Myles does not want to hear “the truth” from “some man.” Myles is unable to see that her ”multiple approaches” approach is not democratic, but elitist—poetry common to all is vigorously and academically defeated by sly, doctrinaire pluralism; the “truth from some man” is a straw man invented by Myles to relieve her own institutional/avant-garde guilt.

Marjorie Perloff, on the other hand, has no trouble believing she has a unique poetic sensibility which only a couple of thousand people possess and that it is her duty to bring this unique wisdom to as many people as possible.

But there is no such thing as a unique poetic sensibility—poetry is precisely poetry in its social universality.

The phenomenon is what might be called the big tent/small tent syndrome: poetry, the big tent, can have a lot of small tents under it, but fanatical small-tentism is what finally kills the universal appeal of poetry. 

Myles, like Perloff, is unable to champion poetry as a pre-existing sensibility common to all humanity, for this is precisely where the avant-garde cannot compromise, for this marks the break, the avant-garde break, of those like Pound and Eliot with High Romanticism, not to mention the break with countless others:  Shakespeare, Milton, Blake, and already we see the list has too many dead white males for Myles.  Myles, when push comes to shove, finally joins Perloff in the avant-garde boat.  Ironically, right-wing goons like Pound and Eliot mandated the break with poets like Shelley, a break which avant-garde left-wingers Myles must stylistically and institutionally obey.

The institution is precisely what fills up poetry’s universal vessel with what makes it avant-garde—and inscrutable to the mainstream.  Academic study of poetry is not some guild which teaches the craft of poetry; it is instead a default scholarly pursuit which happens to co-exist with poetry, but really has nothing to do with it.  Freedom to ‘write any poetry you want’ destroys the freedom to ‘write poetry that, as poetry, precisely prevents writing anything you want.’  In academia, the first (excessive) freedom has replaced the second (universal poetic) freedom, and this is what has taken poetry out of the mainstream.

Since poetry which is ‘respected’ and ‘awarded’ now belongs to ’the scholarly,’ all commentary on poetry is caught in the scholarly web; poetry is doomed to fade further from public consciousness. 

The more poetry attempts to be ‘relevant’ as a force for ethnicity, capitalist-critique, the newest fashionable phase of its own existence, etc, the more irrelevant it becomes.  Poetry as ‘stand up comedy’ was the default public success for poets at the mic at Salem, but this is only comic relief a short distance from the classroom.  Professional comics are funnier. When poetry is everything it is nothing.  Poetry is the helpless fly kicking in the unfriendly spider web of academic ’scholarship.’

Poetry is not historical; it is not chronological, finally.  

Poetry is a passion, not a study, Poe once said; a histrionic-sounding protest, perhaps, but now we see what he meant—for study (scholarship) is not poetry’s friend; high-sounding scholarship has seduced poetry.

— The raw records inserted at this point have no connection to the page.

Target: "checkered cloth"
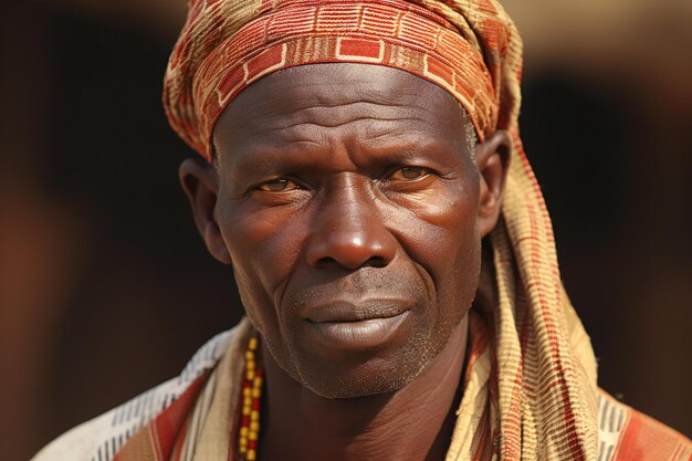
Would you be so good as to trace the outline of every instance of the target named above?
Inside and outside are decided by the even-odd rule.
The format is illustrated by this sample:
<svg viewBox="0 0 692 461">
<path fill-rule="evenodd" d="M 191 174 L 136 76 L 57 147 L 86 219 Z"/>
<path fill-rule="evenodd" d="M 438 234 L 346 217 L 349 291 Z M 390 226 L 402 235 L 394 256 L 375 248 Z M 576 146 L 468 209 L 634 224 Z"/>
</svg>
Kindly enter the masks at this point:
<svg viewBox="0 0 692 461">
<path fill-rule="evenodd" d="M 166 72 L 166 114 L 211 160 L 213 125 L 239 92 L 269 73 L 323 62 L 410 72 L 452 94 L 481 140 L 495 129 L 513 137 L 447 460 L 689 459 L 689 440 L 597 388 L 594 352 L 563 289 L 551 218 L 520 138 L 522 41 L 503 8 L 495 0 L 192 0 Z M 111 441 L 118 461 L 233 459 L 240 344 L 251 329 L 244 322 L 226 354 L 143 417 L 134 436 L 104 429 L 105 451 Z M 92 459 L 101 461 L 104 447 L 96 448 Z"/>
</svg>

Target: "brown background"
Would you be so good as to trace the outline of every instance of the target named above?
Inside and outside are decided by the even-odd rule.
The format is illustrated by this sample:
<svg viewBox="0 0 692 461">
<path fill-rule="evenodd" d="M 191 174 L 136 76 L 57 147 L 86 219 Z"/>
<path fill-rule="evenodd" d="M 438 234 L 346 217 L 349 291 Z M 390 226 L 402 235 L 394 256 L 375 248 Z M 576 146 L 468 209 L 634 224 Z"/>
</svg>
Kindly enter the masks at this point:
<svg viewBox="0 0 692 461">
<path fill-rule="evenodd" d="M 552 3 L 546 6 L 546 3 Z M 692 433 L 692 2 L 507 0 L 524 140 L 600 383 Z M 0 14 L 0 458 L 178 373 L 239 316 L 160 107 L 182 0 Z"/>
</svg>

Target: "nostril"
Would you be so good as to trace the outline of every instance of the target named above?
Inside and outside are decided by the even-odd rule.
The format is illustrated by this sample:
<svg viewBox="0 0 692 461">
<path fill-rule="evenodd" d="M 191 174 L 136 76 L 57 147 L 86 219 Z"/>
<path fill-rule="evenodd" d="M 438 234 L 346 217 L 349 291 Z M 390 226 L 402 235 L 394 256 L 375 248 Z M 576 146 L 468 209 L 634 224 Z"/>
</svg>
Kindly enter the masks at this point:
<svg viewBox="0 0 692 461">
<path fill-rule="evenodd" d="M 373 256 L 373 258 L 368 259 L 361 265 L 369 265 L 371 268 L 384 268 L 384 266 L 387 265 L 387 261 L 385 261 L 385 259 L 381 258 L 381 256 Z"/>
</svg>

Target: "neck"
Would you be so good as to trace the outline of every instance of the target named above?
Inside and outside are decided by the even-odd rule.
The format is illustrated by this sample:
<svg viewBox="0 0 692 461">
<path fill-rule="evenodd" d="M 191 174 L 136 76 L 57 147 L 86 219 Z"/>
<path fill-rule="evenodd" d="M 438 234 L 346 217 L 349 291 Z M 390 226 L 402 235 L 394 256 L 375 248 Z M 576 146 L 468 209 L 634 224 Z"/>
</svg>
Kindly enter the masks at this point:
<svg viewBox="0 0 692 461">
<path fill-rule="evenodd" d="M 325 399 L 291 378 L 263 350 L 263 460 L 443 460 L 461 399 L 468 317 L 409 385 L 389 394 Z"/>
</svg>

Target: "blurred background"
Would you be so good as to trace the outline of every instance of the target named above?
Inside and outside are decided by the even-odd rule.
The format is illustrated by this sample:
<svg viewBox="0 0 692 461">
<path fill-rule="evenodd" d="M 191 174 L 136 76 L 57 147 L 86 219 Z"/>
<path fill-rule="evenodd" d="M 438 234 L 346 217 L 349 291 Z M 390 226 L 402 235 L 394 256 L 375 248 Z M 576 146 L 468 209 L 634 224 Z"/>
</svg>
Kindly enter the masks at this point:
<svg viewBox="0 0 692 461">
<path fill-rule="evenodd" d="M 6 2 L 9 3 L 9 2 Z M 524 142 L 600 384 L 692 434 L 692 2 L 506 0 Z M 174 375 L 240 316 L 160 105 L 184 0 L 0 14 L 0 458 Z"/>
</svg>

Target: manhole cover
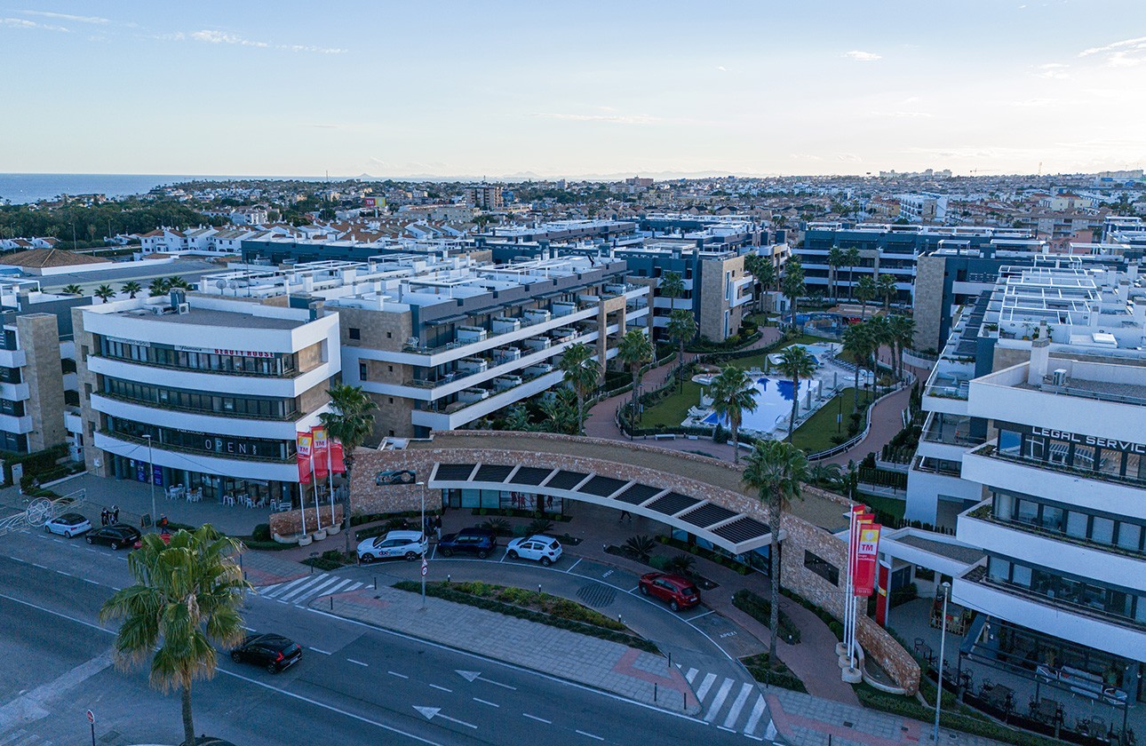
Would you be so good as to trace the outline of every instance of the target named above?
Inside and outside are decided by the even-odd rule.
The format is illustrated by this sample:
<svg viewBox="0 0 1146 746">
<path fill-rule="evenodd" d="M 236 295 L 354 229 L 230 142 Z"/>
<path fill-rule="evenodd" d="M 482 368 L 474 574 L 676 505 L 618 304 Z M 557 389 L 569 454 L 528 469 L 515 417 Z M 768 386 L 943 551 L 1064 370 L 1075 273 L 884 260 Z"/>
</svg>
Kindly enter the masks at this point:
<svg viewBox="0 0 1146 746">
<path fill-rule="evenodd" d="M 601 583 L 589 583 L 581 586 L 576 591 L 576 597 L 594 608 L 604 608 L 617 600 L 617 591 L 609 586 Z"/>
</svg>

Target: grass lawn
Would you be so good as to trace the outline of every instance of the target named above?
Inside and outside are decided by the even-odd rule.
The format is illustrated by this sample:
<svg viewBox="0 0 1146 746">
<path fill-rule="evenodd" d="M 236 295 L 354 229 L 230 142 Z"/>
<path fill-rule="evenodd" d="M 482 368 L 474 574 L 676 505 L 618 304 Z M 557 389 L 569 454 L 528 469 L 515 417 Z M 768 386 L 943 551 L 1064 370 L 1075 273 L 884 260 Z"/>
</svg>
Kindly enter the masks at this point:
<svg viewBox="0 0 1146 746">
<path fill-rule="evenodd" d="M 853 393 L 855 388 L 848 387 L 835 394 L 831 401 L 821 407 L 816 414 L 811 416 L 806 423 L 795 429 L 792 433 L 792 442 L 795 443 L 798 448 L 802 448 L 809 453 L 817 453 L 821 450 L 827 450 L 835 443 L 832 442 L 832 435 L 837 433 L 847 433 L 848 431 L 848 415 L 855 411 L 855 394 Z M 863 394 L 859 395 L 859 403 L 864 401 Z M 840 414 L 842 407 L 842 422 L 837 425 L 835 416 Z"/>
</svg>

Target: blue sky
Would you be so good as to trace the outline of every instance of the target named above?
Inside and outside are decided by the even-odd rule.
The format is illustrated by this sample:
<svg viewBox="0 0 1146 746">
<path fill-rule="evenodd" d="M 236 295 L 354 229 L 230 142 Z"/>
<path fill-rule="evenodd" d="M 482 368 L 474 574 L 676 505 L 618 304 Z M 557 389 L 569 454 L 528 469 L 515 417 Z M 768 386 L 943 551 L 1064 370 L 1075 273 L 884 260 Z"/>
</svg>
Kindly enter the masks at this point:
<svg viewBox="0 0 1146 746">
<path fill-rule="evenodd" d="M 0 49 L 6 172 L 1146 165 L 1143 0 L 0 0 Z"/>
</svg>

The relationship is not necessarily nefarious; it is an innocent error, perhaps; but the damage has been done.

Poetry as a scholarly pursuit no longer exists as poetry. 

The simple truth is that poetry which the world understands as poetry is the poetry of Shelley, no matter how vociferously avant-garde scholars protest.

We understand the radical nature of our thesis: Not ‘commentary on Shelley.’  The actual poetry of Shelley is—poetry.

Will the truth flash upon the scholar’s soul?

Salem is on the coast.

Marjorie Perloff has suffered a great amount of loss.